Eine durchschnittliche Dauer eines verwaltungsgerichtlichen Verfahrens von über 18 Monaten bedeutet, dass ein erheblicher Teil der Verfahren eine deutlich darüber liegende Dauer aufweist, die nicht mehr im Bereich dessen liegen dürfte, was das Bundesverfassungsgericht noch als "angemessene Verfahrensdauer" i.S.d.
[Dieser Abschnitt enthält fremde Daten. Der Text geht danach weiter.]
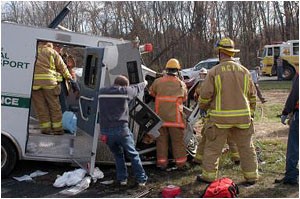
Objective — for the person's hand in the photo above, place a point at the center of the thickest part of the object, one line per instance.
(203, 113)
(75, 86)
(196, 96)
(283, 119)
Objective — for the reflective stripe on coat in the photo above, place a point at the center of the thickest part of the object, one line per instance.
(170, 93)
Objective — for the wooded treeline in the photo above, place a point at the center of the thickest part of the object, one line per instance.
(186, 30)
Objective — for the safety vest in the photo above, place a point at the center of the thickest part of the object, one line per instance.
(229, 95)
(49, 69)
(170, 93)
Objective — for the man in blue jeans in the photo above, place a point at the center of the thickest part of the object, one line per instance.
(292, 154)
(114, 116)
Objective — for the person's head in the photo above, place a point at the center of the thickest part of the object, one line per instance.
(57, 47)
(173, 66)
(202, 73)
(121, 80)
(225, 48)
(71, 61)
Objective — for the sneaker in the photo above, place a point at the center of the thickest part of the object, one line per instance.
(201, 180)
(184, 167)
(123, 182)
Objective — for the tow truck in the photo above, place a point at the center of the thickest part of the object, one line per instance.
(289, 53)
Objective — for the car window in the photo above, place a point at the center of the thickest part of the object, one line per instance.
(211, 64)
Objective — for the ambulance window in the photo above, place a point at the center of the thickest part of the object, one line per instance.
(90, 75)
(270, 52)
(295, 48)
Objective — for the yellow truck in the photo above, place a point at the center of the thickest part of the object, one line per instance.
(289, 52)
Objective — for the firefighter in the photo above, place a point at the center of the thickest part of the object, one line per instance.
(49, 69)
(202, 75)
(291, 107)
(228, 96)
(231, 145)
(170, 93)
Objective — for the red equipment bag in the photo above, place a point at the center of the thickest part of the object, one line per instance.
(221, 188)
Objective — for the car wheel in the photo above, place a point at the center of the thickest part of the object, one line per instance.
(8, 157)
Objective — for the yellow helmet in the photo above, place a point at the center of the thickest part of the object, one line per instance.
(173, 64)
(226, 44)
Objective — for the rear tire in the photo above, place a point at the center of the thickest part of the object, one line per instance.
(8, 157)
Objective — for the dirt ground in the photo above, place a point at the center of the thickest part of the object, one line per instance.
(186, 180)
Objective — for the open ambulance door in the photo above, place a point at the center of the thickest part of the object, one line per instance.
(88, 108)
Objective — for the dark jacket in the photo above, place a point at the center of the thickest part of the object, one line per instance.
(292, 101)
(113, 104)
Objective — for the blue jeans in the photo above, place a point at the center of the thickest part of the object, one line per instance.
(292, 154)
(120, 140)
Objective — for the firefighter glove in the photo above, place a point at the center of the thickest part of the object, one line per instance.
(75, 86)
(283, 119)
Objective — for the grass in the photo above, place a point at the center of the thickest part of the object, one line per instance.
(269, 112)
(270, 148)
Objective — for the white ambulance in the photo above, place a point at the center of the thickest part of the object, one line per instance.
(99, 60)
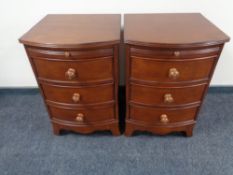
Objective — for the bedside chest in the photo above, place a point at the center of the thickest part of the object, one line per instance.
(170, 59)
(75, 61)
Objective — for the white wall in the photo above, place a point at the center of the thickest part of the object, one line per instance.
(18, 16)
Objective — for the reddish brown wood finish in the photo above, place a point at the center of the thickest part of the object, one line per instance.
(155, 95)
(75, 61)
(187, 44)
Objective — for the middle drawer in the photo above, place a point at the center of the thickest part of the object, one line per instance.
(74, 71)
(166, 96)
(79, 94)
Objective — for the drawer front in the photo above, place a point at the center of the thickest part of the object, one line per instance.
(166, 96)
(82, 115)
(69, 54)
(162, 115)
(78, 94)
(75, 71)
(175, 53)
(171, 71)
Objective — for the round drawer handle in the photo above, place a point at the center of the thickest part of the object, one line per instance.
(79, 117)
(67, 54)
(173, 73)
(76, 97)
(177, 53)
(164, 118)
(70, 73)
(168, 98)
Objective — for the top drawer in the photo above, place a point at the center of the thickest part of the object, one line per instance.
(69, 54)
(174, 53)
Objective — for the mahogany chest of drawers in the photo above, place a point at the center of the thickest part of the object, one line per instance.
(75, 61)
(170, 59)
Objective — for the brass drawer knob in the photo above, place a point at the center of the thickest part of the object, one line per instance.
(79, 117)
(177, 53)
(168, 98)
(76, 97)
(67, 54)
(70, 73)
(164, 118)
(173, 73)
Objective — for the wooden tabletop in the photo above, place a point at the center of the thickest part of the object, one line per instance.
(74, 31)
(171, 29)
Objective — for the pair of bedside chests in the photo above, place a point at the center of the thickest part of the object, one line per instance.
(170, 59)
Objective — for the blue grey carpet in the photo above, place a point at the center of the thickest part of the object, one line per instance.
(27, 145)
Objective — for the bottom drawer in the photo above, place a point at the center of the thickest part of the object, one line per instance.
(83, 115)
(162, 115)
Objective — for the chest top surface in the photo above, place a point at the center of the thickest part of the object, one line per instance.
(171, 28)
(74, 30)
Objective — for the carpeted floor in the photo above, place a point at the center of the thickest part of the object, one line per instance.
(27, 145)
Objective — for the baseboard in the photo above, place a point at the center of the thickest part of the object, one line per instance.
(32, 90)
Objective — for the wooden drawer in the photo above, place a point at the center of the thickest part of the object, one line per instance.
(149, 95)
(69, 54)
(82, 115)
(79, 94)
(162, 115)
(175, 53)
(171, 71)
(77, 71)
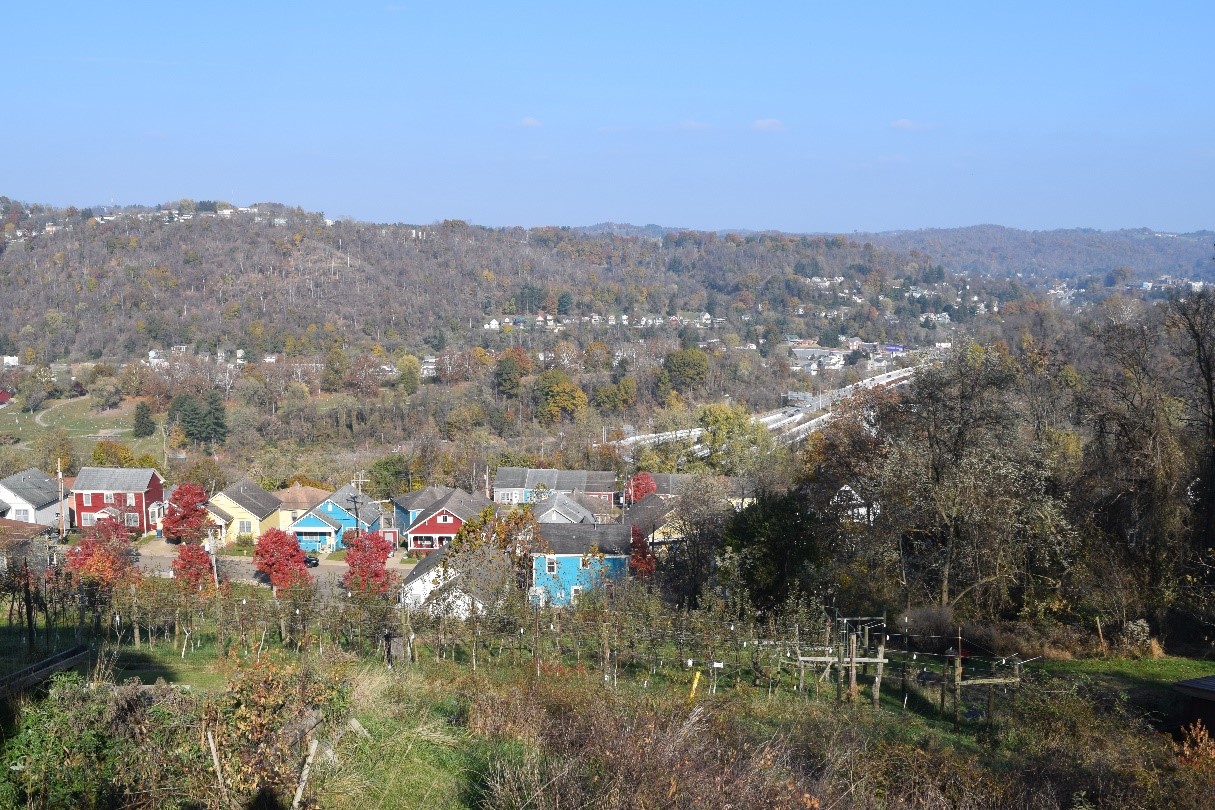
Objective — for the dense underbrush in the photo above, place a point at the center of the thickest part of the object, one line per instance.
(438, 736)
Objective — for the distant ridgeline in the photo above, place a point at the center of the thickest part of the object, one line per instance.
(107, 283)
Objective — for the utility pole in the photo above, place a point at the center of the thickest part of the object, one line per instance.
(58, 471)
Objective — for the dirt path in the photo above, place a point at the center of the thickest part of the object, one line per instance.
(41, 414)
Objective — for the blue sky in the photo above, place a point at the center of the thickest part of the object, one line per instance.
(803, 117)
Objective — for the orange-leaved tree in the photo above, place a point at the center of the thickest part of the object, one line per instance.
(366, 564)
(185, 520)
(192, 568)
(640, 486)
(278, 555)
(103, 555)
(640, 559)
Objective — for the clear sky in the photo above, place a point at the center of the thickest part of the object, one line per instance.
(801, 117)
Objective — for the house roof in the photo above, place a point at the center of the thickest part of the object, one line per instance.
(367, 509)
(577, 538)
(563, 509)
(18, 531)
(298, 497)
(422, 498)
(480, 573)
(424, 566)
(219, 513)
(459, 503)
(108, 479)
(253, 498)
(518, 477)
(33, 486)
(670, 482)
(649, 514)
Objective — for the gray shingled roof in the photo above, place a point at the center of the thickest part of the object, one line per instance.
(219, 513)
(254, 498)
(510, 477)
(577, 538)
(33, 486)
(424, 566)
(670, 482)
(107, 479)
(368, 510)
(649, 514)
(457, 502)
(422, 498)
(518, 477)
(569, 510)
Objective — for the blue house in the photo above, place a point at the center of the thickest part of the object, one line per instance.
(578, 558)
(322, 527)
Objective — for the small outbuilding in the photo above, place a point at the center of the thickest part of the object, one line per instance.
(1199, 700)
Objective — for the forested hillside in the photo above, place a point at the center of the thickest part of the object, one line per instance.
(1072, 254)
(79, 287)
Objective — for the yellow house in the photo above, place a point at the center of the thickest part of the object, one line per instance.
(244, 508)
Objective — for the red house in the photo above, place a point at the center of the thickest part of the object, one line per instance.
(439, 522)
(134, 497)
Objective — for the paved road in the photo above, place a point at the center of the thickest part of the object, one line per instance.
(156, 558)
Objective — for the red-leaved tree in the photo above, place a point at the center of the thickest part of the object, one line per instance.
(185, 520)
(639, 486)
(366, 564)
(278, 555)
(640, 559)
(103, 555)
(192, 568)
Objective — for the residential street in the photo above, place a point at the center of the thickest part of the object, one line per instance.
(156, 558)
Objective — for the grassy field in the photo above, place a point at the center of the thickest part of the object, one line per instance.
(84, 424)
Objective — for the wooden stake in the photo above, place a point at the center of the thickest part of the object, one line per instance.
(958, 681)
(308, 766)
(852, 667)
(877, 677)
(215, 760)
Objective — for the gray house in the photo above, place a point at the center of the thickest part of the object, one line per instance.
(30, 497)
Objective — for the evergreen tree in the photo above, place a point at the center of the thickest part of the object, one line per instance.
(190, 417)
(143, 424)
(215, 418)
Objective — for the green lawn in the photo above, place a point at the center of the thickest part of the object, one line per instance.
(199, 668)
(82, 422)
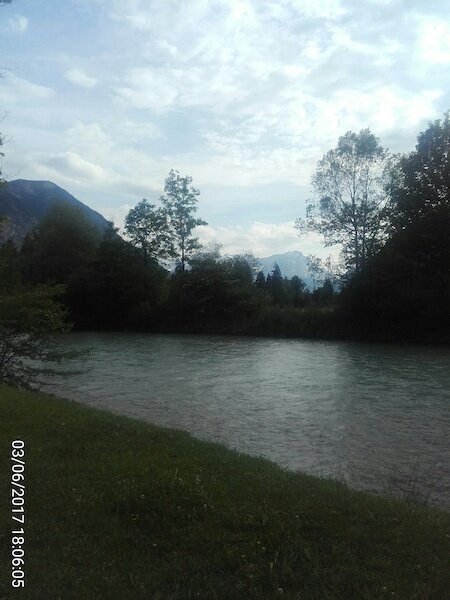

Art. 19 Abs. 4 GG bezeichnen würde.
Die Qualität der Rechtsprechung und Strafverfolgung kann nur gesichert werden, wenn wir in Sachsen hierfür auch in Zukunft qualifiziertes Personal gewinnen können und eine Weitergabe von erarbeitetem Wissen kontinuierlich im Rahmen einer ausgewogenen Altersstruktur erfolgen kann.
Ich fordere daher die Staatsregierung dringend auf, endlich vorausschauend neue Richterinnen und Richter und Staatsanwältinnen und Staatsanwälte einzustellen. Nur, wenn wir noch heute qualifizierten Hochschulabsolventen eine Chance geben und sie nicht in andere Bundesländer oder Arbeitssektoren abdrängen, können wir auf lange Sicht eine funktionierende Judikative sicherstellen. Hochqualifizierte Fachkräfte für den öffentlichen Dienst sind unser Kapital; ohne gute Staatsanwälte gibt es nun einmal keine wirksame Strafverfolgung und ohne kluge Richter keine besonnene Rechtsprechung.
Vielen Dank.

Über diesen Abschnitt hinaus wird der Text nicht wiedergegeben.